If you are ultimately interested in attending graduate school, you should know that, in addition to good grades in your undergraduate classes, a very influential factor in admission to graduate programs is research experience. It will be useful to see what kinds of research opportunities are available, as well as opportunities to present the results of research at psychology conferences. Research builds skills, and allows the faculty to get to know students; subsequent letters of recommendation are thus stronger and more personalized. You can get a good deal of information about the nature of psychology programs and their commitments to undergraduates by going to the websites of undergraduate psychology departments.
So the general answer about finding strong undergraduate programs is that you should find an institution in which you feel comfortable and where students have access to faculty and opportunities for research.
I'm interested in pursuing a career in psychology. How should I begin?
Psychology offers many exciting opportunities for a rewarding career! The American Psychological Association has developed a number of resources that may guide you.
As a starting point, you may be interested to read our online careers booklet entitled Psychology: Scientific Problem Solvers — Careers for the 21st Century. This brochure discusses the various degrees available in psychology, types of careers and what psychologists do. The brochure also provides advice that covers each stage of the education process and outlines APA's many resources for students.
There are 53 professional divisions within APA that bring together psychologists of similar or specialized professional interests. Explore the websites of APA divisions to find a wealth of information about education and training, careers and opportunities for student affiliation in the APA divisions.
Information for students is available through APAGS (The American Psychological Association of Graduate Students). You might also be interested in learning about the many books that APA has published as resources for students. For information about best-selling books for students, go to APA Books.
Whether you study psychology in high school, as an undergraduate, or pursue a graduate education in psychology, you will be gaining important skills that will be an asset in whatever career you choose. Students of psychology have an opportunity to develop research and writing skills that will serve them well in any profession. Moreover, it is through the study of psychology that many students sharpen their problem-solving skills and develop a higher level thinking ability when it comes to analyzing, synthesizing and evaluating information.
You may be able to get financial aid to attend both undergraduate and graduate school. Assistance comes in different forms: fellowships, scholarships, grants or subsidies, work study programs, federal loans, and teaching or research assistantships. Undergraduate students will find their best source of support from federal financial assistance programs. In addition to the information listed below, we recommend that you contact your campus financial aid office to learn about other financial aid options.
Students seeking financial aid for a graduate degree should get advice as early as possible. Consult with both the psychology office and the office of financial aid on your own campus and also with the office of financial aid at the school to which you are applying. Students of ethnic minority background should also contact the APA Minority Fellowship Training Program. Graduate assistantships and work study require part-time work.
You may find some helpful information regarding potential sources of financial aid through visiting our Scholarship, Grants and Awards pages.

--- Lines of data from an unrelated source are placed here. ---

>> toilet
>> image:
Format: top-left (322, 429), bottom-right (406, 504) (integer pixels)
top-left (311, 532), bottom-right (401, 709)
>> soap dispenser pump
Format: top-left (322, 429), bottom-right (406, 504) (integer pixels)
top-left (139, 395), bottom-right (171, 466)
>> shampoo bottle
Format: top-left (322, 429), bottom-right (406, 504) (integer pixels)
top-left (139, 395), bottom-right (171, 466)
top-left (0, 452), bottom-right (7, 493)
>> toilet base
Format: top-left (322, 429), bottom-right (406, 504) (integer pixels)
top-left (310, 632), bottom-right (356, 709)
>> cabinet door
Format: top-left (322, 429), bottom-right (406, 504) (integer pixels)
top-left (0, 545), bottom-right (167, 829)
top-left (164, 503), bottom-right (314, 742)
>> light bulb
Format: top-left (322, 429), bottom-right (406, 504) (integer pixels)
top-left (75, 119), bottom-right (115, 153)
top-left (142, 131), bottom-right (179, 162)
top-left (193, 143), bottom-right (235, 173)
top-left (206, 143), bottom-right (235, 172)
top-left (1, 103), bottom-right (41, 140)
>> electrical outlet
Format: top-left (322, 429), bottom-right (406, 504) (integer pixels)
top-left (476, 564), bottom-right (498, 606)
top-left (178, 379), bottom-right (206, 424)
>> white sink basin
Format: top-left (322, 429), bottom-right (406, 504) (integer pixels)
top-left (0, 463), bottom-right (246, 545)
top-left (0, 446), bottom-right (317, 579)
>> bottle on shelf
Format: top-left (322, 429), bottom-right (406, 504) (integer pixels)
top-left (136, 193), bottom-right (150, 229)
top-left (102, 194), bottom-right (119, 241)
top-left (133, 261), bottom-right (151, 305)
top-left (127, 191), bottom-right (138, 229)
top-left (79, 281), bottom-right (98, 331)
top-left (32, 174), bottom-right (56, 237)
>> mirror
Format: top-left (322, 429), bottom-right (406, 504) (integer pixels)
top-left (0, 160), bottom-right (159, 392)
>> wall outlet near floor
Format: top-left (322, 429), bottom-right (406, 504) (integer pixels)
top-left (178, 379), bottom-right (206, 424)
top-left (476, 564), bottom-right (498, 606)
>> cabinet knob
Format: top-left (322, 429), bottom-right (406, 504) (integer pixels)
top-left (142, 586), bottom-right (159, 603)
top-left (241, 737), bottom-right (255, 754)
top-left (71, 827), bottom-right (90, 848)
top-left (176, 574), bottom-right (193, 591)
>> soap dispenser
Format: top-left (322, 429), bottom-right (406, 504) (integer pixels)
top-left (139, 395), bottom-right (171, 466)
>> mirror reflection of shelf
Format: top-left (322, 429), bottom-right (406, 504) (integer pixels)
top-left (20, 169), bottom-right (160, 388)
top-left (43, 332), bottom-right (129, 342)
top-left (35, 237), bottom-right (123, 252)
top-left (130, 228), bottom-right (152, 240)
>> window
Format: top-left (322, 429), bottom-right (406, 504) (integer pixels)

Some students wonder whether it is more advantageous to have a BA or BS in psychology. In truth, there is often little difference between the two degrees. Some schools only offer a BA, others only BS. The requirements for the two degrees might overlap completely. Even when a school offers a choice of either a BA or BS, your decision may not be all that critical. The more important consideration is taking courses that will prepare you for the program you want to enter as a graduate student.
In general, graduate programs require only introductory psychology, statistics and experimental psychology/research methods. Naturally, you would want to take more courses to show that you are serious about psychology and have adequate preparation to do graduate work. Graduate schools want a solid background in psychology; they will teach you the rest. It would probably be a good idea to investigate specific programs of study to be certain you have taken the appropriate undergraduate courses.
If you are interested in learning more about the diversity of graduate programs, obtain a copy of the APA publication Graduate Study in Psychology. This is also available as an online database. That publication, coupled with followup contacts made directly with graduate programs of interest to you, should help you determine which programs are best for you.
Distance learning opportunities are growing in the 21st century. Although the American Psychological Association does not regularly keep track of online psychology programs, a search of the Internet will likely result in a number of online programs of study. For example, students searching for information about distance education in psychology may find some valuable resources online. Although this is not an APA website, this URL provides a detailed compilation of Web links related to distance learning, including degree programs in psychology, web-based courses in psychology, megasites on distance learning, and more.
According to the report of the APA Distance Education Task Force, more than half of all regionally accredited colleges and universities now offer courses or degree/certificate programs through distance education and learning models.